Parameters such as alpha1, beta1, and so on are unique parameter names in the specific locations of the model. They are free parameters. Hence, you can use the following equivalent specification:

proc calis data=food pshort nostand;
   lineqs
      Q =  * Intercept +  *  P  +  * D        + E1,
      P =  * Intercept +  *  Q  +  * F +  * Y + E2;
   variance
      E1-E2 = eps1-eps2;
   cov
      E1 E2;
   bounds
      eps1-eps2 >= 0. ;
run;

Only the parameters eps1 and eps2 remain in this equivalent specification. You omit the specification of all other parameter names. But the estimation results are the same, as shown in Output 29.18.5.

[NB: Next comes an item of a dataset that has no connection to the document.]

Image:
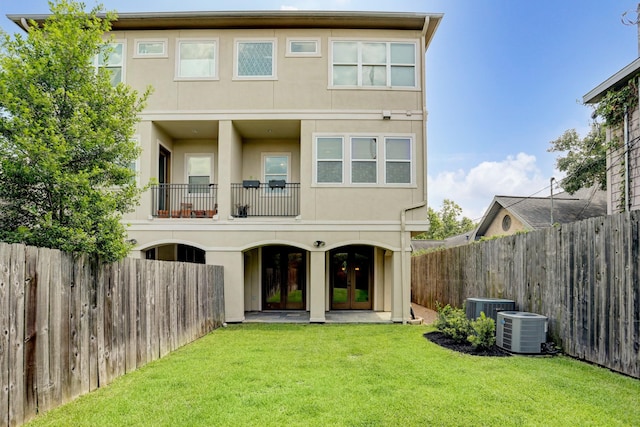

Output 29.18.5: Estimation Results With Generated Parameter Names

Linear Equations
Q =   93.6193 (**) Intercept + -0.2295 (**) P + 0.3100 (**) D + 1.0000   E1        
P =   -218.9 (ns) Intercept + 4.2140 (**) Q + -0.9305 (**) F + -1.5579 (**) Y + 1.0000   E2

Effects in Linear Equations
Variable Predictor Parameter Estimate Standard
Error
t Value Pr > |t|
Q Intercept _Parm1 93.61928 7.57485 12.3592 <.0001
Q P _Parm2 -0.22954 0.09235 -2.4856 0.0129
Q D _Parm3 0.31001 0.04481 6.9186 <.0001
P Intercept _Parm4 -218.89312 137.69794 -1.5897 0.1119
P Q _Parm5 4.21398 1.75396 2.4025 0.0163
P F _Parm6 -0.93053 0.39597 -2.3500 0.0188
P Y _Parm7 -1.55795 0.66497 -2.3429 0.0191

Estimates for Variances of Exogenous Variables
Variable
Type
Variable Parameter Estimate Standard
Error
t Value Pr > |t|
Error E1 eps1 3.51274 1.20204 2.9223 0.0035
  E2 eps2 105.06749 83.89446 1.2524 0.2104
Observed D _Add1 139.96029 45.40911 3.0822 0.0021
  F _Add2 161.51355 52.40192 3.0822 0.0021
  Y _Add3 35.00000 11.35550 3.0822 0.0021

Covariances Among Exogenous Variables
Var1 Var2 Parameter Estimate Standard
Error
t Value Pr > |t|
E1 E2 _Parm8 -18.87270 8.77951 -2.1496 0.0316
F D _Add4 74.02539 38.44699 1.9254 0.0542
Y D _Add5 22.99211 16.90102 1.3604 0.1737
Y F _Add6 -21.58158 17.94544 -1.2026 0.2291

Mean Parameters
Variable
Type
Variable Parameter Estimate Standard
Error
t Value Pr > |t|
Observed D _Add7 97.53500 2.71410 35.9364 <.0001
  F _Add8 96.62500 2.91560 33.1407 <.0001
  Y _Add9 10.50000 1.35724 7.7363 <.0001



The estimation results in Output 29.18.5 are the same as those in Output 29.18.2 and Output 29.18.3 with the original LINEQS model specification, only now PROC CALIS generates the parameter names with the _Parm in the results, as shown in Output 29.18.5. Note that you retain the parameter names eps1 and eps2 because you need to refer to them in the BOUNDS statement.